Lucille watched Earth through the window of her lunar command-tower. “What do you mean?”
“They’re just gone,” repeated Daisuke. “All Hurricane Planets have retreated.”
Lucille folded her arms across her chest. “They’re collecting at the Dance of the Spheres. Something big’s about to happen.”
“But what?” asked Daisuke.
“There’s no way to know. Tell the troops we’re on high alert.” As she spoke, Earth exploded when a space-rock struck it above light-speed. 16 billion humans vaporized instantly. “What the fuck!” Lucille braced against the shock-waves of the explosion. “Holy shit!”

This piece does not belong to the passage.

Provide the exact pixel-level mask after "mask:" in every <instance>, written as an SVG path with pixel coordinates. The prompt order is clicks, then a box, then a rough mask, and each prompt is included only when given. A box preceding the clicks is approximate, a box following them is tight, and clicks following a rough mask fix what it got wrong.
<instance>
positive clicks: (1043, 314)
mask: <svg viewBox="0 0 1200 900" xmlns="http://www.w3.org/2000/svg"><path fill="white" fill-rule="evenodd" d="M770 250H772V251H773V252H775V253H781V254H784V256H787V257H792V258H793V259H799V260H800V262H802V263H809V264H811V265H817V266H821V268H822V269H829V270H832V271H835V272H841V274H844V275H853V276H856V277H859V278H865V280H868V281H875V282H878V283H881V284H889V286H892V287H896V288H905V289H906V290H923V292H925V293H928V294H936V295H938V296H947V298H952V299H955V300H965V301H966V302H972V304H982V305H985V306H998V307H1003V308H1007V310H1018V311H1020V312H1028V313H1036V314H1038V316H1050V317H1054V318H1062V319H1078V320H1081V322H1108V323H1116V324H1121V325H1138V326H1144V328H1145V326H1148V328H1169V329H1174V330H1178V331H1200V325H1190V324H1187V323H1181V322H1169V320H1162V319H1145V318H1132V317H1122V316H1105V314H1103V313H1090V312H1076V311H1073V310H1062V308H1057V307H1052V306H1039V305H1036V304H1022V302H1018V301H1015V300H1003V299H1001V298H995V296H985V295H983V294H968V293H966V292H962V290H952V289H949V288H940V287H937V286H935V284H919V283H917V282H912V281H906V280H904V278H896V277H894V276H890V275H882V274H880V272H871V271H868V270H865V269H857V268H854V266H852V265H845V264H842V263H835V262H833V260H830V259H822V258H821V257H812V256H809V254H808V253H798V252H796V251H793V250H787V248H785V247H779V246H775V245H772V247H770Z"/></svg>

“Oh, no.” Daisuke covered his heart.
Charlie’s only eye watched Earth’s plasmified remains scatter across the galaxy. “It’s over.” His cockroach fell from his lips. “It’s all over, so suddenly!”
“Like hell it’s over! We’re still here!” Lucille shouted in her microphone. “Everyone! Let’s combine into the big guy!”
“Why?” asked Charlie. “Earth is gone. There’s nothing to protect.”
“You spineless shrimp!” Lucille restrained herself from slapping him. “We didn’t build giant robots to protect Earth, we built giant robots to fuck up the Hurricane, and that’s what we’re gonna do!”
“But the military is disbanded,” said Daisuke. “Without international parliament, we have no legal—”
“Parliament exploded!” Lucille marched to the elevators. “It’s us and the Hurricane! Legality falls with the chips.”